Utarło się przekonanie, że najczęściej ofiarami oszustów stają się osoby starsze, które nie znają się na nowych technologiach, a przez to są łatwiejszym łupem. Naciągacze nabierają ich metodami na wnuczka czy policjanta. Jednak nie jest to regułą. Coraz częściej pieniądze tracą osoby stosunkowo młode, aktywne zawodowo, zabiegane i dobrze zarabiające — informuje Rzeczpospolita.
Oszukują młodych
Młodzi najczęściej stają się ofiarami oszustwa na bankowca. Dzwonią do nich oszuści, podając się za pracownika banku. W trakcie rozmowy przekonują, że pieniądze ofiary są zagrożone i konieczne jest przelanie ich na inne, bezpieczne konto.



W rzeczywistości transferują pieniądze na konta oszustów. Tak zrobił pewien 25-latek, który stracił w ten sposób 69 tys. zł lub 37-latek, który stracił ponad 100 tys. zł.
Sednem tego rodzaju przestępstw jest działanie sprawcy na emocjach osób, z którymi się kontaktuje, wprowadzenie ich w stan poczucia zagrożenia.
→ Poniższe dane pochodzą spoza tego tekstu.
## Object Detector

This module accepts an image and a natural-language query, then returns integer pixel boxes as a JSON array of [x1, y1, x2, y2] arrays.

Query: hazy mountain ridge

- mówi Wioletta Szubska z KGP.
Powodzenie oszustwa zależy od tego, jak dana osoba jest podatna na metody socjotechniczne. W tym wypadku naciągacze nie wykorzystują autorytetu w postaci policjanta lub osoby bliskie, np. wnuczek lub wnuczka. Zamiast tego przekonują, że zagrożone są zbierane przez lata oszczędności.